26 setembro 2018

aleatoriamente

Desde cedo me dei conta de que aquilo que os acusadores andavam à caça durante o julgamento - mais ostensivamente a Cuatrecasas do que o Ministério Público - era de crimes financeiros, não de crimes de ofensas, porque esses, eles sabiam que não existiam, e, de qualquer forma, não tinham importância nenhuma.

Qualquer informação ou facto mencionado em tribunal, ainda que resultante de mera insinuação ou mentira, poderia levar o juiz a extrair aquilo que, no jargão técnico, se chama uma "certidão", abrindo um novo processo-crime contra mim, desta vez de natureza financeira. A notícia de que o presidente da Associação Joãozinho estaria sob investigação por crimes financeiros, essa é que faria as manchetes dos jornais e seria a morte da Associação Joãozinho e da obra do Joãozinho.

Logo a partir da segunda sessão, pelos depoimentos que iam desfilando em tribunal, tive o sentimento de que a Cuatrecasas - que tinha cinco advogados entre as testemunhas -  me andava a devassar a vida.

A devassa era de natureza financeira e patrimonial e envolvia três esferas - a esfera pessoal, a esfera empresarial e a esfera da Associação Joãozinho. Disso fui dando conta neste blogue.

Este sentimento foi obtendo confirmação por outros sinais à medida que o julgamento se prolongava, e atingiu o auge com o depoimento do Dr. José de Freitas, sócio fundador da Cuatrecasas no Porto. Devido ao estado em que se encontrava, tudo aquilo que o Dr. José de Freitas dizia tanto podia ser tomado a sério como devido ao estado em que se encontrava. Ele acabaria mesmo por ser, aos meus olhos, e a grande distância de todas as outras, a testemunha mais divertida do julgamento. Devido ao estado em que se encontrava.

Até que chegou o dia em que o sentimento se transformou em certeza. Foi o dia em que escrevi o post com o título sugestivo de "um arruaceiro limpo" (cf. aqui), cuja mensagem era clara: "Andaram à caça dos gambuzinos e regressaram a casa como mereciam - de mãos vazias".

E que dia foi esse?

Foi o dia em que tive acesso ao texto escrito da sentença e conheci o nome do juiz.

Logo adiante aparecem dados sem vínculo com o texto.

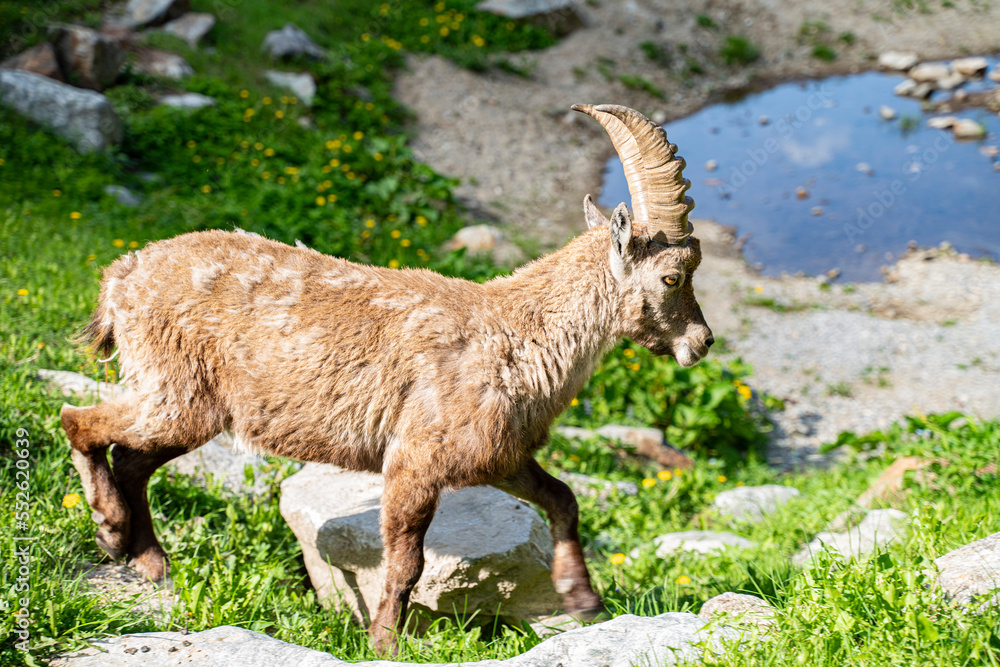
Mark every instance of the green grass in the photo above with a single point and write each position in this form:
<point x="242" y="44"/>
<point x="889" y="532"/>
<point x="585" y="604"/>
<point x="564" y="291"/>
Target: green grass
<point x="235" y="560"/>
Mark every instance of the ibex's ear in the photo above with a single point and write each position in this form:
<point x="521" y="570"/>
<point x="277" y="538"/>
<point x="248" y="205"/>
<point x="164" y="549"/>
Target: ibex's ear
<point x="621" y="230"/>
<point x="594" y="217"/>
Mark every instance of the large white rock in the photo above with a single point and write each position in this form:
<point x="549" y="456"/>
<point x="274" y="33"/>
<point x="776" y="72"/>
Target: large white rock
<point x="622" y="642"/>
<point x="970" y="573"/>
<point x="877" y="529"/>
<point x="699" y="541"/>
<point x="83" y="117"/>
<point x="929" y="72"/>
<point x="753" y="503"/>
<point x="301" y="84"/>
<point x="483" y="550"/>
<point x="291" y="42"/>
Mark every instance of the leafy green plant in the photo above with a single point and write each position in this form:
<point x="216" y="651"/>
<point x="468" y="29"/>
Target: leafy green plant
<point x="705" y="408"/>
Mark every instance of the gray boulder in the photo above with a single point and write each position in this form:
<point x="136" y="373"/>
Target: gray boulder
<point x="87" y="58"/>
<point x="484" y="548"/>
<point x="622" y="642"/>
<point x="291" y="42"/>
<point x="303" y="86"/>
<point x="83" y="117"/>
<point x="739" y="609"/>
<point x="877" y="529"/>
<point x="753" y="503"/>
<point x="190" y="27"/>
<point x="971" y="573"/>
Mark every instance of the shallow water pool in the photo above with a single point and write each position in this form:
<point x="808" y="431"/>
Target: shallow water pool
<point x="815" y="179"/>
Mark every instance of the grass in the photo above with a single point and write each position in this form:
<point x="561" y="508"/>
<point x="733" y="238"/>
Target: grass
<point x="234" y="559"/>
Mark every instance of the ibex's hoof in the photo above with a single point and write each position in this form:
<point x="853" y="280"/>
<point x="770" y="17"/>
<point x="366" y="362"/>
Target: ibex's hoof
<point x="107" y="545"/>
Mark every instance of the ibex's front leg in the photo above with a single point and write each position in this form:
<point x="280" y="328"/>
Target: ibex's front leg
<point x="408" y="505"/>
<point x="569" y="571"/>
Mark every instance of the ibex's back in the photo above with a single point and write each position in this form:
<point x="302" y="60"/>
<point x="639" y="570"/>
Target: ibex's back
<point x="433" y="381"/>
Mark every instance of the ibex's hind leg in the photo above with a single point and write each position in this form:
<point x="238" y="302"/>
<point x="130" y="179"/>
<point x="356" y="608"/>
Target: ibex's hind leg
<point x="569" y="571"/>
<point x="407" y="510"/>
<point x="132" y="469"/>
<point x="91" y="430"/>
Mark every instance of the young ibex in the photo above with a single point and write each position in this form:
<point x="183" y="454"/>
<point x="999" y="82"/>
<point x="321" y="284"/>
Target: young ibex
<point x="434" y="382"/>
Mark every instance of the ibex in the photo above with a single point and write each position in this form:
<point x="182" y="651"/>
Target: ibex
<point x="434" y="382"/>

Oficialmente, os juízes são escolhidos de forma aleatória para os julgamentos. E eu acreditei nisso durante todo o julgamento, em que não quis saber o nome do juiz,  tanto mais que se tratava  de crimes de ofensas que são crimes de lana-caprina.

Mas, com a sentença na mão, tinha chegado o dia de saber quem a assinava.

O juiz tinha um nome bem português que inicialmente não me suscitou qualquer reacção. Além disso, os juízes são, por norma, pessoas discretas, e fazem muito bem em sê-lo. Excepcionalmente, quando julgam algum caso mais mediático, o seu nome torna-se público.

Foi sem grande esperança de saber alguma coisa mais sobre o juiz que fiz uma pesquisa no Google.

Fiquei de olhos abertos, colados ao computador.

O juiz que foi escolhido (aleatoriamente) para julgar o meu caso - um caso de crimes de fim-de-semana, como lhes chama o Professor Costa Andrade - era um juiz especializado em criminalidade financeira. Foi o juiz que julgou o caso BPN no Tribunal de Santarém, que é um tribunal especializado em crimes financeiros (cf. aqui e aqui).

Um juiz como este é um recurso raro no país, não devem existir muitos como ele. Pois eu tive a sorte de me sair este juiz especializado em crimes financeiros para me julgar por crimes de ofensas verbais ao Paulo Rangel e à Cuatrecasas. Seleccionado aleatoriamente, que é como são seleccionados os juízes em Portugal.